Vous voyez votre erreur, et vous avez connu
Que par un zèle feint vous étiez prévenu ;
Mais pour vous corriger, quelle raison demande
Que vous alliez passer dans une erreur plus grande,
Et qu'avecque le coeur d'un perfide vaurien
Vous confondiez les coeurs de tous les gens de bien ?
Quoi ? parce qu'un fripon vous dupe avec audace
Sous le pompeux éclat d'une austère grimace,
Vous voulez que partout on soit fait comme lui,
Et qu'aucun vrai dévot ne se trouve aujourd'hui ?
Laissez aux libertins ces sottes conséquences ;
Démêlez la vertu d'avec ses apparences,
Ne hasardez jamais votre estime trop tôt,
Et soyez pour cela dans le milieu qu'il faut :
Gardez-vous, s'il se peut, d'honorer l'imposture,
Mais au vrai zèle aussi n'allez pas faire injure ;
Et s'il vous faut tomber dans une extrémité,
Péchez plutôt encor de cet autre côté.

SCÈNE II. - Damis, Orgon, Cléante.

DAMIS.

Quoi ? mon père, est-il vrai qu'un coquin vous menace ?
Qu'il n'est point de bienfait qu'en son âme il n'efface,
Et que son lâche orgueil, trop digne de courroux,
Se fait de vos bontés des armes contre vous ?

ORGON.
Oui, mon fils, et j'en sens des douleurs non pareilles.

DAMIS.
Laissez-moi, je lui veux couper les deux oreilles :
Contre son insolence on ne doit point gauchir ;
C'est à moi, tout d'un coup, de vous en affranchir,
Et pour sortir d'affaire, il faut que je l'assomme.

CLÉANTE.
Voilà tout justement parler en vrai jeune homme.
Modérez, s'il vous plaît, ces transports éclatants :
Nous vivons sous un règne et sommes dans un temps
Où par la violence on fait mal ses affaires.

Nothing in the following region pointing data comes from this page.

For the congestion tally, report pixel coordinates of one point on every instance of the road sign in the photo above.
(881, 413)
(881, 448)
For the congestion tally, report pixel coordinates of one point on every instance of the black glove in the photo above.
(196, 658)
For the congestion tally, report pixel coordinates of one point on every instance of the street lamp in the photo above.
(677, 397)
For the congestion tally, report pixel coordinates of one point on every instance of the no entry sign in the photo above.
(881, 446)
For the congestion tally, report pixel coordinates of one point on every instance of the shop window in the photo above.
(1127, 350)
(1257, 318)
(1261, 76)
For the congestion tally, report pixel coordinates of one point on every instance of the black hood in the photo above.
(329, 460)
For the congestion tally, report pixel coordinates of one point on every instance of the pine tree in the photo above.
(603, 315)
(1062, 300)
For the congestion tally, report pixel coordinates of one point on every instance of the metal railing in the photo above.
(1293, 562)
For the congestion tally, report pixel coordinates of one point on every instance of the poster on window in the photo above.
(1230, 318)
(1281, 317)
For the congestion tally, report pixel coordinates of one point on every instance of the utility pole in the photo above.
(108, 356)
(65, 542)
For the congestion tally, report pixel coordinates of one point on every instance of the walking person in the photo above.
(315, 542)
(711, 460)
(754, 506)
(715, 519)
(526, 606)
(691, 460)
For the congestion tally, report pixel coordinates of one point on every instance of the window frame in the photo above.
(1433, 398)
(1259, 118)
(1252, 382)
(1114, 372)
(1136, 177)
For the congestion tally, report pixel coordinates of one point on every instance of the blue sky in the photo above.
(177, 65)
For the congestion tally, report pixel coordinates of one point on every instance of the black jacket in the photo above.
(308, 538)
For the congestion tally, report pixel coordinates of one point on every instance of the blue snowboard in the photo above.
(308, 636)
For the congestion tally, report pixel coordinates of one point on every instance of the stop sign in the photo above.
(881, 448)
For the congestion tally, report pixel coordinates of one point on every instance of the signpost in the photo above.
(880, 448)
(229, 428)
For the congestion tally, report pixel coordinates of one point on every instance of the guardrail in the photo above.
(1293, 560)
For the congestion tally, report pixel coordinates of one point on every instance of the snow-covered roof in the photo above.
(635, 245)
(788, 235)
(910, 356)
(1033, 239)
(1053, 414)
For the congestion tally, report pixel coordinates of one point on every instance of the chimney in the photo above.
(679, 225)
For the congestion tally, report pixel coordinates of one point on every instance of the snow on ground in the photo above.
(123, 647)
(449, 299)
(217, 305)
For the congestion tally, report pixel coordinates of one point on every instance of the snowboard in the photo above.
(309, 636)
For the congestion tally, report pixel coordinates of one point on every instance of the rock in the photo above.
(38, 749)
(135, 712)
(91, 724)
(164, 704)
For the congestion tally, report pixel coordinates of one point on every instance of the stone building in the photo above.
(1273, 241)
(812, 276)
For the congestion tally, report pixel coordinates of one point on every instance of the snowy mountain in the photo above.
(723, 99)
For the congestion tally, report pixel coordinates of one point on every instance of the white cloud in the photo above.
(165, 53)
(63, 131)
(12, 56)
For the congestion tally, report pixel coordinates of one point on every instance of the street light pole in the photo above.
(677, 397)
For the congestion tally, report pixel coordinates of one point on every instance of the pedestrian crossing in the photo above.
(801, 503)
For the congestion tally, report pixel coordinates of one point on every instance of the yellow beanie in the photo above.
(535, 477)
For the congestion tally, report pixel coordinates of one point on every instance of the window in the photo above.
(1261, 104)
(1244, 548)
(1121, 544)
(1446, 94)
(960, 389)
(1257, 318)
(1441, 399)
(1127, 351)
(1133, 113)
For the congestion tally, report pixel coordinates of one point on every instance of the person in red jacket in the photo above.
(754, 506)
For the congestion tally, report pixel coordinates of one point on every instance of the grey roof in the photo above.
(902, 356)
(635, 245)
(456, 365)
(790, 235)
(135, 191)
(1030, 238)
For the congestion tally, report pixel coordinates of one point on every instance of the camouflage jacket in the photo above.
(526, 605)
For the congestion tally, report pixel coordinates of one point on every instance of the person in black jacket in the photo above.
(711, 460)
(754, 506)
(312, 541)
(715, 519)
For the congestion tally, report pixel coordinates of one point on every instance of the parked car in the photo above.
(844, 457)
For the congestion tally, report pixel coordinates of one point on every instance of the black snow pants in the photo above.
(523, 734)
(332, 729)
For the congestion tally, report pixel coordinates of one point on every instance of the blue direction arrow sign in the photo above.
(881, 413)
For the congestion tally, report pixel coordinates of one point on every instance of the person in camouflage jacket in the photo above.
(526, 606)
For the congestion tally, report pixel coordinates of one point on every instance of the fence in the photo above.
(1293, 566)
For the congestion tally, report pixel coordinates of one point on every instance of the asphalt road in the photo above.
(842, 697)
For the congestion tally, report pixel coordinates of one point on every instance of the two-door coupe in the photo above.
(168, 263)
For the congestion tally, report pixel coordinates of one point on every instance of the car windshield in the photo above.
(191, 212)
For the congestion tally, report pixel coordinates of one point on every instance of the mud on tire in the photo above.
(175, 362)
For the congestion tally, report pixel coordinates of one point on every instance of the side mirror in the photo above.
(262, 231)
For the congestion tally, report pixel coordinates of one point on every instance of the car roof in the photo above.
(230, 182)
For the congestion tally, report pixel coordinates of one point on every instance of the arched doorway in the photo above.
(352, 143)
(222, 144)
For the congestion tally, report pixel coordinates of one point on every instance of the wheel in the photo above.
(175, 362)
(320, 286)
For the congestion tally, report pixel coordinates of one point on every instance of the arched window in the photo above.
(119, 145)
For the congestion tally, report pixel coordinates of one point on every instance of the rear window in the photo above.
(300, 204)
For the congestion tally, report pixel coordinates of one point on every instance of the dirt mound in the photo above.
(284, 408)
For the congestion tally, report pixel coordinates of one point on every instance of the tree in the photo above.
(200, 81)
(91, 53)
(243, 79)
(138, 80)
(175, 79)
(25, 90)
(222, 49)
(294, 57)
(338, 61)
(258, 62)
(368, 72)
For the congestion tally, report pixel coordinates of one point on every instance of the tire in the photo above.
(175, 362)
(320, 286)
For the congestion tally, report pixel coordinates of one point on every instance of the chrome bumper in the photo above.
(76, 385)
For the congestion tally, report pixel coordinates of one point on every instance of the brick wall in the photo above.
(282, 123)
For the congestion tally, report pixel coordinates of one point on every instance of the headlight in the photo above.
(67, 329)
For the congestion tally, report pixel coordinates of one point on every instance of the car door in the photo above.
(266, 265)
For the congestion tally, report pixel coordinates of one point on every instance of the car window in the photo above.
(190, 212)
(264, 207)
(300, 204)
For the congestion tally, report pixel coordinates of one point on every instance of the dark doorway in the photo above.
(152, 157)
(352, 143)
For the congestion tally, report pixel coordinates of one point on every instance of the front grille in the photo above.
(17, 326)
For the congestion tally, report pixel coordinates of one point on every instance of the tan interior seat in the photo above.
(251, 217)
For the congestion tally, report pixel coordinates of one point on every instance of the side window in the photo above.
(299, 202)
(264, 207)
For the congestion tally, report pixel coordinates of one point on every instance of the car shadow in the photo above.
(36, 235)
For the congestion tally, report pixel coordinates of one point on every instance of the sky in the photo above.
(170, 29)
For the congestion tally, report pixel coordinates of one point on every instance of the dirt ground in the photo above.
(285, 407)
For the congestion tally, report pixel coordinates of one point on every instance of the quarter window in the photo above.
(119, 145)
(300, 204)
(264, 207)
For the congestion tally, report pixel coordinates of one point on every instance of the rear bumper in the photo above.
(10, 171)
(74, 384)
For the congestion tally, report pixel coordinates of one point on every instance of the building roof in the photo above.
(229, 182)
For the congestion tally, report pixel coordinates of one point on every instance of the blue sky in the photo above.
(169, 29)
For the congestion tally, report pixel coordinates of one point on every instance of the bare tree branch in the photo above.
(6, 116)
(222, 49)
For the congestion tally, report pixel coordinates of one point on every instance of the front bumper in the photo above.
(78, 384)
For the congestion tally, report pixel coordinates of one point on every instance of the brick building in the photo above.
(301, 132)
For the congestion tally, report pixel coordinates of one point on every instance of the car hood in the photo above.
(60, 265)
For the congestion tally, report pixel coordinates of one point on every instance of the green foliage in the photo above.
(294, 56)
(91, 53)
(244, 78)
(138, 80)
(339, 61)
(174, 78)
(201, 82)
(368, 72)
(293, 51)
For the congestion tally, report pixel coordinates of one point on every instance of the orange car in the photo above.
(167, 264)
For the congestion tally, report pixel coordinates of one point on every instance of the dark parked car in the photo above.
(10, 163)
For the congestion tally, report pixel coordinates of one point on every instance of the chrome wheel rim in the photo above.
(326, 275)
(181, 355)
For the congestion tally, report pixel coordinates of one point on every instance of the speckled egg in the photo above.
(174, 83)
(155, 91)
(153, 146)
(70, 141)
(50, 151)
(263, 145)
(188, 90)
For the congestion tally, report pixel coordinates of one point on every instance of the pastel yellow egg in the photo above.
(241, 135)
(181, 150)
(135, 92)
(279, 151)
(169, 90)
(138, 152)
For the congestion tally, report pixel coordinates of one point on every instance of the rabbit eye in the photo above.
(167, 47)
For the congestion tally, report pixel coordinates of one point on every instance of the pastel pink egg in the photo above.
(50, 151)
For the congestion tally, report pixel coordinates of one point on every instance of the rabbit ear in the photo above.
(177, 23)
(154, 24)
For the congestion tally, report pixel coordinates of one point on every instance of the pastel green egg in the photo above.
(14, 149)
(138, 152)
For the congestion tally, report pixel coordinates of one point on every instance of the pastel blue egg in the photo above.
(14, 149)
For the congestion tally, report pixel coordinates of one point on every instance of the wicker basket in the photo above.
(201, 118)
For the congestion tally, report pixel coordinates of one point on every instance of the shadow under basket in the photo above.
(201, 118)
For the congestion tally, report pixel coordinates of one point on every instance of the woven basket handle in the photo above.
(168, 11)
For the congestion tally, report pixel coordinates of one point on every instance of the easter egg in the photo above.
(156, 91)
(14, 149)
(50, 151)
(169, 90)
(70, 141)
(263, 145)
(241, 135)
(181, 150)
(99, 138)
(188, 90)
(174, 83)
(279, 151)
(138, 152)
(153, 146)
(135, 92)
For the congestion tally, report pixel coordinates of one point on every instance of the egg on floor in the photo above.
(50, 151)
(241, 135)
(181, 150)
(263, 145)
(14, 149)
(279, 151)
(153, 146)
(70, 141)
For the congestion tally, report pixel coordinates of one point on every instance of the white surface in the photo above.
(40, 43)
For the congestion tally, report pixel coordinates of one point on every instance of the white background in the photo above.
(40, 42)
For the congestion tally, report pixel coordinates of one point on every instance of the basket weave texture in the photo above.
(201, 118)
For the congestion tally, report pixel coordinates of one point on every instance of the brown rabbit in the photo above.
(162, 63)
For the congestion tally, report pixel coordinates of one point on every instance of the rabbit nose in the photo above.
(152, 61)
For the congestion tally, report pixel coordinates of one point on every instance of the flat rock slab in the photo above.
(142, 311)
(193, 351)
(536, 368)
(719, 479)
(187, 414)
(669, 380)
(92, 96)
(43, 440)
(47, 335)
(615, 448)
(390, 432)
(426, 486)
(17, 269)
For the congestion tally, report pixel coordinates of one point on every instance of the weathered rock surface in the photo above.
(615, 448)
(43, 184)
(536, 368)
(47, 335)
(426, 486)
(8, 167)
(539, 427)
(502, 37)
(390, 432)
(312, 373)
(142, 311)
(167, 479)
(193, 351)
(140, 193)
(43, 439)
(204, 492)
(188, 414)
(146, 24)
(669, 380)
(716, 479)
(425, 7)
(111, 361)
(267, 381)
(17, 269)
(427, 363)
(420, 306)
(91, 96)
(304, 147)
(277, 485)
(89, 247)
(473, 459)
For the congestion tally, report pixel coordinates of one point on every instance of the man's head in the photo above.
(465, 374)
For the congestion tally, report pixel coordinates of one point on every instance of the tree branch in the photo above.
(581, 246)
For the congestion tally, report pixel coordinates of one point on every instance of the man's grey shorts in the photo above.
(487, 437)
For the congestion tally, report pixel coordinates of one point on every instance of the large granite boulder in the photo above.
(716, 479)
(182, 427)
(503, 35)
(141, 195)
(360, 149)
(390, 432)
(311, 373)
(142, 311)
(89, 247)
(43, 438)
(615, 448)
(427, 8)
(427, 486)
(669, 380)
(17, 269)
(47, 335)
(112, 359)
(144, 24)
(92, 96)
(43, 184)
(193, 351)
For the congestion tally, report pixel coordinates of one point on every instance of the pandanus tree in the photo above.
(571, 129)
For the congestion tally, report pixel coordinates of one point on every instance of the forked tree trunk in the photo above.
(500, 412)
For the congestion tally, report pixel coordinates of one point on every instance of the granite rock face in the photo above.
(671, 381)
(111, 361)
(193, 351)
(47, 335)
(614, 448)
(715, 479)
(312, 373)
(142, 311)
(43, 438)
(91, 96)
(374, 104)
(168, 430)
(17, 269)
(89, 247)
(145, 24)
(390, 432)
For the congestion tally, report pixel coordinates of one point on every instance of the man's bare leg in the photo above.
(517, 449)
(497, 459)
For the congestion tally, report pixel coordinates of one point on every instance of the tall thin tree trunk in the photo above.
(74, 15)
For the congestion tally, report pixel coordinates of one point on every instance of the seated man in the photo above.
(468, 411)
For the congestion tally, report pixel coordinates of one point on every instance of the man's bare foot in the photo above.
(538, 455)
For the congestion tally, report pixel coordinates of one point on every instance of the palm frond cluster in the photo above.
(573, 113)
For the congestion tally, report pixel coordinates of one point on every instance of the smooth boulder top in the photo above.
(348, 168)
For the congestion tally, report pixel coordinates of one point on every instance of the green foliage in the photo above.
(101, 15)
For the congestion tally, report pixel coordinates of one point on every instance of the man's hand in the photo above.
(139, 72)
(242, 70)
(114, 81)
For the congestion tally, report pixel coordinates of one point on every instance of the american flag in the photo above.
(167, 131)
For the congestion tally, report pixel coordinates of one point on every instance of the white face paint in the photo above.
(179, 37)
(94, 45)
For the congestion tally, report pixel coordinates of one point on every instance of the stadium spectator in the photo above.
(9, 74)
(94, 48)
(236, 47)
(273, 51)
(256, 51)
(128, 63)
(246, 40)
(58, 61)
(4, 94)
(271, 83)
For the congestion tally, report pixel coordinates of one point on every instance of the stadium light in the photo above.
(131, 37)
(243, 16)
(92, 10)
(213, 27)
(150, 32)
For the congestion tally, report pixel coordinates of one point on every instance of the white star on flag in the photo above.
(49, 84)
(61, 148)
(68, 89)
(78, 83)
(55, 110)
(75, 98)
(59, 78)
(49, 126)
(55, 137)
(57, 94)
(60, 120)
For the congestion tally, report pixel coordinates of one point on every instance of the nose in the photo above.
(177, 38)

SCÈNE III.- Madame Pernelle, Mariane, Elmire, Dorine, Damis, Orgon, Cléante.

MADAME PERNELLE.
Qu'est-ce ? J'apprends ici de terribles mystères.

ORGON.
Ce sont des nouveautés dont mes yeux sont témoins,
Et vous voyez le prix dont sont payés mes soins.
Je recueille avec zèle un homme en sa misère,
Je le loge, et le tiens comme mon propre frère ;
De bienfaits chaque jour il est par moi chargé ;
Je lui donne ma fille et tout le bien que j'ai ;
Et, dans le même temps, le perfide, l'infâme,
Tente le noir dessein de suborner ma femme,
Et non content encor de ces lâches essais,
Il m'ose menacer de mes propres bienfaits,
Et veut, à ma ruine, user des avantages
Dont le viennent d'armer mes bontés trop peu sages,
Me chasser de mes biens, où je l'ai transféré,
Et me réduire au point d'où je l'ai retiré.

DORINE.
Le pauvre homme !

MADAME PERNELLE.
Mon fils, je ne puis du tout croire
Qu'il ait voulu commettre une action si noire.

ORGON.
Comment ?

MADAME PERNELLE.
Les gens de bien sont enviés toujours.

ORGON.
Que voulez-vous donc dire avec votre discours,
Ma mère ?

MADAME PERNELLE.
Que chez vous on vit d'étrange sorte,
Et qu'on ne sait que trop la haine qu'on lui porte.

ORGON.
Qu'a cette haine à faire avec ce qu'on vous dit ?

MADAME PERNELLE.
Je vous l'ai dit cent fois quand vous étiez petit :
La vertu dans le monde est toujours poursuivie ;
Les envieux mourront, mais non jamais l'envie.

ORGON.
Mais que fait ce discours aux choses d'aujourd'hui ?

MADAME PERNELLE.
On vous aura forgé cent sots contes de lui.

ORGON.
Je vous ai déjà dit que j'ai vu tout moi-même.

MADAME PERNELLE.
Des esprits médisants la malice est extrême.

ORGON.
Vous me feriez damner, ma mère. Je vous di
Que j'ai vu de mes yeux un crime si hardi.

MADAME PERNELLE.
Les langues ont toujours du venin à répandre,
Et rien n'est ici-bas qui s'en puisse défendre.

ORGON.
C'est tenir un propos de sens bien dépourvu.
Je l'ai vu, dis-je, vu, de mes propres yeux vu,
Ce qui s'appelle vu : faut-il vous le rebattre
Aux oreilles cent fois, et crier comme quatre ?

MADAME PERNELLE.
Mon Dieu, le plus souvent l'apparence déçoit :
Il ne faut pas toujours juger sur ce qu'on voit.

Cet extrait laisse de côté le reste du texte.